Scientific classification
- Kingdom: Animalia
- Phylum: Chordata
- Class: Mammalia
- Order: Chiroptera
- Family: Molossidae
- Genus: Eumops
- Species: E. maurus
- Binomial name: Eumops maurus Thomas, 1901

= Guianan bonneted bat =

- Genus: Eumops
- Species: maurus
- Authority: Thomas, 1901
- Conservation status: DD

Species of bat

The Guianan bonneted bat, or Thomas's mastiff bat, (Eumops maurus) is a species of free-tailed bat from South America. It is poorly understood, because it is difficult to capture, and may be one of the rarest Neotropical bats.

==Description==
The Guianan bonneted bat appears similar to other mastiff bats, with a body about 18 cm long, and a tail measuring about 4 cm. The fur is dark chocolate brown in colour, and only slightly paler on the underside than on the rest of the body. The most distinctive feature is a narrow band of white hair running along each flank to the forward part of the mesopatagium. The ears are large and rounded, positioned close together at the base, and mostly hairless, with a small tragus and long antitragus.

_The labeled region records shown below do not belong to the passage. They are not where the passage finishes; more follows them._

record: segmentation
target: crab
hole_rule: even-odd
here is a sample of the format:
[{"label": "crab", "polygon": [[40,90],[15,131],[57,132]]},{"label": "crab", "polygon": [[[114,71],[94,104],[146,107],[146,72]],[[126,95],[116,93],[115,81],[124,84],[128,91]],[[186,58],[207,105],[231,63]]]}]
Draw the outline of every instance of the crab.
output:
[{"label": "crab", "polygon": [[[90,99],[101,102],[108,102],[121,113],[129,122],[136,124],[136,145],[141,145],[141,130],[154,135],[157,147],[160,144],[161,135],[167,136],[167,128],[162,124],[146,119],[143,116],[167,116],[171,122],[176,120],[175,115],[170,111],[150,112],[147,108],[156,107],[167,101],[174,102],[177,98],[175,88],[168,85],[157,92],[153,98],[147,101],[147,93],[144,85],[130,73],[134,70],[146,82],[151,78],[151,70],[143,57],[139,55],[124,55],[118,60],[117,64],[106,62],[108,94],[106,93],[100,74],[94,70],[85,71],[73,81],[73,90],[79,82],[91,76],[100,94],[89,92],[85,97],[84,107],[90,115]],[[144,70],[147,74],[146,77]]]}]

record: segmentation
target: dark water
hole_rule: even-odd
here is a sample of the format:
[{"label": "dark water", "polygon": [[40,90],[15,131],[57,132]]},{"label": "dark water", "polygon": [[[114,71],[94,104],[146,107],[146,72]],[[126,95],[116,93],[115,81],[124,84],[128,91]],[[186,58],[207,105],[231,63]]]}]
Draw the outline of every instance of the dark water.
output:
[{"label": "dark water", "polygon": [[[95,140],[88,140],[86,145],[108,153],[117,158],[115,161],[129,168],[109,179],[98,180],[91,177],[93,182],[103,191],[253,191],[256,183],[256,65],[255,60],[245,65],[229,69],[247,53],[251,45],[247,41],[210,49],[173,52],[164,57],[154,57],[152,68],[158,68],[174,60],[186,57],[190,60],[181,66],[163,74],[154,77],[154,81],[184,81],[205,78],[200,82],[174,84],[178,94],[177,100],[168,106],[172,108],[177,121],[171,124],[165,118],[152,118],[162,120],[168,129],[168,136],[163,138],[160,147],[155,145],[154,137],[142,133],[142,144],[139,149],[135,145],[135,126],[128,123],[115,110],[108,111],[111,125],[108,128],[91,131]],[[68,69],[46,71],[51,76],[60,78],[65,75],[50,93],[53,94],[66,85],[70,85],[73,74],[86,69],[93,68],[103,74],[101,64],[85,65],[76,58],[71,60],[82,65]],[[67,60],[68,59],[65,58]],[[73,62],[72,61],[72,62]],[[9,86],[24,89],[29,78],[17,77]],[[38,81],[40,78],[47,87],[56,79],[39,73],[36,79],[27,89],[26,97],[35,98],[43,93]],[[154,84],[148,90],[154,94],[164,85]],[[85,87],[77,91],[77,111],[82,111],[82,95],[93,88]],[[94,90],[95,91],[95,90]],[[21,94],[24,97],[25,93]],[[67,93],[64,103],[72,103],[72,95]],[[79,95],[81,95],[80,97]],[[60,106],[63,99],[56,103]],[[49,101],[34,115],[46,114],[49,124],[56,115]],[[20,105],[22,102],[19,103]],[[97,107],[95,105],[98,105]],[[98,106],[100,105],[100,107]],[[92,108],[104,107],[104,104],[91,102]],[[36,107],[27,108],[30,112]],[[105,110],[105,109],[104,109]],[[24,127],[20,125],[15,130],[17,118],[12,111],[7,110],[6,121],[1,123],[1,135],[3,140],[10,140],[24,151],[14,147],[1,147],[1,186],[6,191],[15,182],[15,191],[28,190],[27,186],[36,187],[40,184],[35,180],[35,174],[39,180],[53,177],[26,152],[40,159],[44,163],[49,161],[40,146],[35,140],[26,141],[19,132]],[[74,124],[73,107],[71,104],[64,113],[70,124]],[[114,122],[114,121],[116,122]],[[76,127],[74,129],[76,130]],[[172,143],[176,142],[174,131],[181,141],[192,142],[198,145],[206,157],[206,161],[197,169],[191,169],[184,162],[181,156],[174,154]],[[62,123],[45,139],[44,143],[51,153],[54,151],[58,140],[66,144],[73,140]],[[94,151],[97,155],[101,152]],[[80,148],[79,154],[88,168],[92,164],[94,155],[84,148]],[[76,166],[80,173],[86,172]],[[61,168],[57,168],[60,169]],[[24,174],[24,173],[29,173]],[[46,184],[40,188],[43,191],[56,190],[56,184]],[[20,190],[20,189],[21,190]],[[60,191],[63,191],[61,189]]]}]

The wings have narrow tips, and are covered in fur to about half the way along the humerus and femur. The uropatagium is also furred for about a third of its area, and is bounded by long calcars running for about three quarters of the length of the membrane edge. Overall, the wing membranes are pale brown in colour. Males also possess a prominent gland on the throat that is either missing or extremely small in females.

==Distribution and habitat==
The Guianan bonneted bat is found primarily in Guyana and Suriname, but may also be found in neighbouring parts of Brazil and Venezuela. Little is known of the bat's habitat preferences, but it has been found in humid lowland evergreen forests and pine plantations.

A surprising report has been made from Ecuador. It is probably threatened by habitat loss.